Também não cultivo o ritual de Georges-Louis Leclerc, conde de Buffon, que usava roupas de estilo com punhos de renda quando ia escrever sobre ciência da natureza. Como sou, apenas, um escrevinhador sem nenhuma pretensão literária ou científica, meu ritual é modesto: depois do desjejum, com qualquer vestimenta (quase sempre de bermuda), uma cachacinha com limão, um charuto fumegante no canto da boca, um dicionário de lado, começo escrevinhar e conjeturar sobre o mundo e coloco no papel minha produção criativa.
Não sou amante de literatura erudita que valoriza mais o conhecimento ordenado, metódico, lógico, que a produção criativa, organizada, simbólica, significativa, lúdica, com recursos literários que antecipam e vislumbram. Se um babalorixá, por exemplo, vomita num espesso livro conhecimento acumulado de sua seita religiosa, ou, outro religioso de princípio diferente exagera em sua exegese, prefiro ignorá-los, pois o pensamento flexível, metafórico, sobrepuja o pensamento lógico cheio de amarras.

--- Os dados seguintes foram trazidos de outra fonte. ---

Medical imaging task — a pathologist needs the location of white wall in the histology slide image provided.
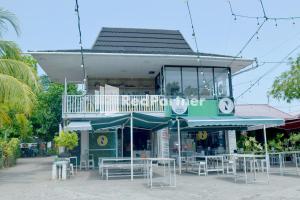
[226,130,237,153]
[80,131,89,155]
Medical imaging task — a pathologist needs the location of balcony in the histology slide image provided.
[62,95,165,115]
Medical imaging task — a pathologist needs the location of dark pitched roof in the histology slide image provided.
[29,27,238,58]
[92,28,194,55]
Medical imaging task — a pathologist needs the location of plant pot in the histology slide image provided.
[58,147,66,154]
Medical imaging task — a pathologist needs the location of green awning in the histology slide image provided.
[91,113,170,131]
[131,113,170,131]
[91,114,130,130]
[180,116,284,128]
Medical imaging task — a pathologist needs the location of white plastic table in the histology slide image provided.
[52,161,69,180]
[233,154,270,184]
[146,158,176,189]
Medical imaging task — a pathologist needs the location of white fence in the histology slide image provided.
[63,95,165,113]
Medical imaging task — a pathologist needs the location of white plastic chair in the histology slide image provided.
[198,161,207,176]
[226,160,235,174]
[88,154,95,169]
[80,154,88,170]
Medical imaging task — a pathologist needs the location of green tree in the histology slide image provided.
[0,8,38,127]
[269,57,300,102]
[31,76,79,141]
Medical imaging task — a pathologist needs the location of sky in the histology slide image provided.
[0,0,300,114]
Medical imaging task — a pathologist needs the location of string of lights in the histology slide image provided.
[228,0,300,23]
[186,0,211,92]
[186,0,200,62]
[235,45,300,100]
[75,0,86,89]
[228,20,267,70]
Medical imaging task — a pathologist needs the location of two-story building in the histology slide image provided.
[31,28,282,170]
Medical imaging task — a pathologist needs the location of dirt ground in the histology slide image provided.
[0,157,300,200]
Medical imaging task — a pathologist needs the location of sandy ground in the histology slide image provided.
[0,158,300,200]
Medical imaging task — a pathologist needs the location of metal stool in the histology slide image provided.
[80,155,88,170]
[88,154,95,169]
[198,161,207,176]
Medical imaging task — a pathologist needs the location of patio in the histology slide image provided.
[0,157,300,200]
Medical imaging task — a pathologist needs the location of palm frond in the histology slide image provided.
[0,104,11,128]
[0,40,22,60]
[0,59,38,90]
[0,8,21,36]
[0,73,36,114]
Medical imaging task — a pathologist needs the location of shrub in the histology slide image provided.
[54,131,78,150]
[243,136,263,153]
[289,133,300,150]
[0,138,20,167]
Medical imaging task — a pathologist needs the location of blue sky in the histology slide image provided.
[0,0,300,114]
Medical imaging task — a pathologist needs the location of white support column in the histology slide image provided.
[80,131,89,155]
[121,126,124,157]
[264,125,268,156]
[130,113,133,181]
[264,124,270,183]
[226,130,237,154]
[176,118,181,174]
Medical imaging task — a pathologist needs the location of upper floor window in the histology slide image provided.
[165,67,182,96]
[182,67,198,98]
[198,67,214,98]
[164,66,232,98]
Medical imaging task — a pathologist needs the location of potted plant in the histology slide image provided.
[289,133,300,150]
[54,131,78,156]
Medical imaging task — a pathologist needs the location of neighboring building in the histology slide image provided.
[31,28,282,164]
[235,104,296,120]
[235,104,300,137]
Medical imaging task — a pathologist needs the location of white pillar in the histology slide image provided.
[264,125,270,183]
[121,126,124,157]
[130,113,133,181]
[226,130,237,154]
[176,118,181,174]
[80,131,89,155]
[264,125,268,156]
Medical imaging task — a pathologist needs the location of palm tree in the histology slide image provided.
[0,8,38,126]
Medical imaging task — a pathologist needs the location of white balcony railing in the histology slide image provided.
[63,95,165,113]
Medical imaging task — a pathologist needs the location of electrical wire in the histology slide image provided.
[75,0,87,89]
[186,0,200,61]
[235,45,300,100]
[228,0,300,24]
[228,20,267,67]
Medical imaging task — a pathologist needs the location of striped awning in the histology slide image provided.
[181,116,284,128]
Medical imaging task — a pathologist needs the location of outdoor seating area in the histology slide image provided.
[52,151,300,188]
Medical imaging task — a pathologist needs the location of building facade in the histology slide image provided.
[31,28,278,164]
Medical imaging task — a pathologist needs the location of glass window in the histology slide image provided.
[165,67,182,96]
[215,68,230,97]
[198,67,214,98]
[182,67,198,98]
[155,74,161,94]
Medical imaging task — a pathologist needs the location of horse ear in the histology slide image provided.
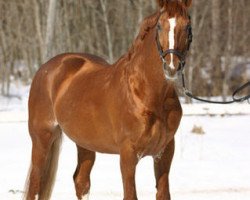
[182,0,192,8]
[156,0,168,8]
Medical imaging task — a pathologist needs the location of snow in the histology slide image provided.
[0,83,250,200]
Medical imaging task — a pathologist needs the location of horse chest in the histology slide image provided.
[134,116,172,157]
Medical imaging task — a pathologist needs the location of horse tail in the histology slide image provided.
[23,132,62,200]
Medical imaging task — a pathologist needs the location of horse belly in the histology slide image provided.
[56,94,119,153]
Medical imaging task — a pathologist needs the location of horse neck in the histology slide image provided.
[121,29,173,108]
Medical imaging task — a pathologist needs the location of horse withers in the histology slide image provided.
[25,0,191,200]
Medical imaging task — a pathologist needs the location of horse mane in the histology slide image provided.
[116,12,160,63]
[162,1,188,17]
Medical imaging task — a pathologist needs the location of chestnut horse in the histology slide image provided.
[25,0,191,200]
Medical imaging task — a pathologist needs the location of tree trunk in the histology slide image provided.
[100,0,114,63]
[43,0,57,62]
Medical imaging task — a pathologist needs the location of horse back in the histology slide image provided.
[29,53,109,125]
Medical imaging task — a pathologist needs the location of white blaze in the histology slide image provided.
[81,193,89,200]
[168,18,176,69]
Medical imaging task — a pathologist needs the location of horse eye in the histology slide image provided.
[157,24,162,31]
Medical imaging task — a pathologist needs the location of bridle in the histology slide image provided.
[156,16,250,104]
[156,16,193,79]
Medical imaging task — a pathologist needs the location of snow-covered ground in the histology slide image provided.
[0,83,250,200]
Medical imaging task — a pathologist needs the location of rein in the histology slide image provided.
[181,71,250,104]
[156,16,250,104]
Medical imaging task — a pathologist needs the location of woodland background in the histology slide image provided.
[0,0,250,101]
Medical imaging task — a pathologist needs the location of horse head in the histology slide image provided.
[156,0,192,80]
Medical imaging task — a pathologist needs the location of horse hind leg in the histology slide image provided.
[24,126,62,200]
[73,145,95,200]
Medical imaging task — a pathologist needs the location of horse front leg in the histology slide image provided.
[73,145,95,200]
[120,145,138,200]
[154,139,175,200]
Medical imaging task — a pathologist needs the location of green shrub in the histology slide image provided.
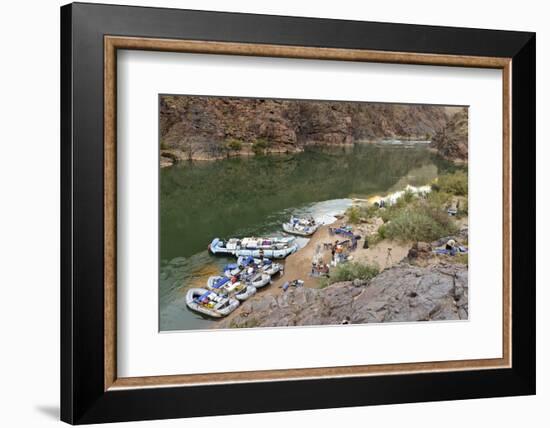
[321,262,380,285]
[404,189,414,204]
[252,138,271,155]
[426,190,453,208]
[378,204,456,242]
[346,207,361,224]
[458,198,468,217]
[453,253,468,265]
[435,171,468,196]
[225,138,243,152]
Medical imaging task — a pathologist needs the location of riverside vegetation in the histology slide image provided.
[160,96,468,330]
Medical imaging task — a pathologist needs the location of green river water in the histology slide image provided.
[159,143,453,331]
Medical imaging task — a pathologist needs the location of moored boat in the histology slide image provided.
[185,288,240,318]
[283,216,321,236]
[237,256,283,276]
[206,275,256,300]
[208,237,298,259]
[241,272,271,288]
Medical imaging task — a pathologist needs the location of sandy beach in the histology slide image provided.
[218,219,411,328]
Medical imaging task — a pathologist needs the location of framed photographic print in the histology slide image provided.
[61,3,535,424]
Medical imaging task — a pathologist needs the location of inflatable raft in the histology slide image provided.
[208,237,298,259]
[241,272,271,288]
[206,275,256,300]
[185,288,239,318]
[283,217,320,236]
[237,256,283,276]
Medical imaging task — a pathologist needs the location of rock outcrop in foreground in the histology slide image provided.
[220,262,468,328]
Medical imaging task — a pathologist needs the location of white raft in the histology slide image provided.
[241,272,271,288]
[185,288,239,318]
[238,256,283,276]
[206,275,256,301]
[208,237,298,259]
[283,216,321,236]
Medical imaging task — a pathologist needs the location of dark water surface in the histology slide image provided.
[159,144,458,331]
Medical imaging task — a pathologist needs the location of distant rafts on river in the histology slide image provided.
[159,142,454,331]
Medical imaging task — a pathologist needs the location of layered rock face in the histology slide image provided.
[432,108,468,161]
[221,262,468,328]
[160,96,448,157]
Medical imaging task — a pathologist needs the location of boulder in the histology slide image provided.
[219,260,468,328]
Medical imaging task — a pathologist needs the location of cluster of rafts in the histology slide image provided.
[186,217,321,318]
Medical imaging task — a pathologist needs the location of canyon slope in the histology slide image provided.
[160,95,467,161]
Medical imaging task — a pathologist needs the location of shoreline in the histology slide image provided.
[159,137,448,168]
[216,218,412,328]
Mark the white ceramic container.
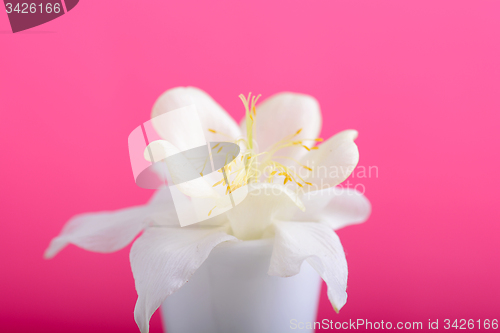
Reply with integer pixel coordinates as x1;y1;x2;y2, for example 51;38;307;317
161;239;321;333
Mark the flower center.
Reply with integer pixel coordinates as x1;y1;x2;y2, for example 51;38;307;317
209;93;323;206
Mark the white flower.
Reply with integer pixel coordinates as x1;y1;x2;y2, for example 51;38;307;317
45;87;371;333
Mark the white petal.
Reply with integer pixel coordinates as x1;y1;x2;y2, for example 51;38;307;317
240;92;321;165
293;187;371;230
269;222;347;312
130;227;237;333
44;189;178;259
300;130;359;191
144;140;219;198
151;87;241;142
226;183;303;240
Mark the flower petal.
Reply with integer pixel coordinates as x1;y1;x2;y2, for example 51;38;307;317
300;130;359;191
226;183;303;240
240;92;321;161
44;188;178;259
293;187;371;230
268;222;347;312
151;87;241;143
130;227;237;333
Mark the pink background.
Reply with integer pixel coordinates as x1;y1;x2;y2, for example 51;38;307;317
0;0;500;333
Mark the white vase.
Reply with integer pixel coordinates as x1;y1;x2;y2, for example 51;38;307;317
161;239;321;333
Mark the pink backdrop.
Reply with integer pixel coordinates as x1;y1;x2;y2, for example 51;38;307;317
0;0;500;333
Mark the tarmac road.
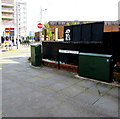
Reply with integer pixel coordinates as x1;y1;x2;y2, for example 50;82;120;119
0;46;119;117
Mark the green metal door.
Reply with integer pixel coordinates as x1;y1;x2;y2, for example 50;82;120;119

Nem sempre quem faz poesia é poeta ou quem escreve texto é escritor, romancista, cronista, articulista, ensaísta, além do conhecimento intelectual, é imprescindível que o poeta ou escritor seja sensível aos elementos da realidade que, transmitidos à sua obra, são capazes de despertar emoções. Hoje, se cultiva o verso livre, não existe mais o compromisso com a métrica, com as formas fixas, com os gêneros épicos, líricos ou dramáticos, assim como as produções textuais não valorizam mais a sintaxe, a ortografia, enfim, a gramática e o estilo como antes, o importante, é transmitir o conteúdo sem censura, sucinto, comunicar-se, e que a interlocução entre pessoas flua com naturalidade...
As Redes Sociais contribuem para essa nova linguagem, o WhatsApp, por exemplo, envia mensagens instantâneas, vídeos, fotos, áudios, em tempo de segundos através da Internet, portanto, a escrita erudita é de somenos importância, se não desaparecer com o tempo, certamente, será modificada.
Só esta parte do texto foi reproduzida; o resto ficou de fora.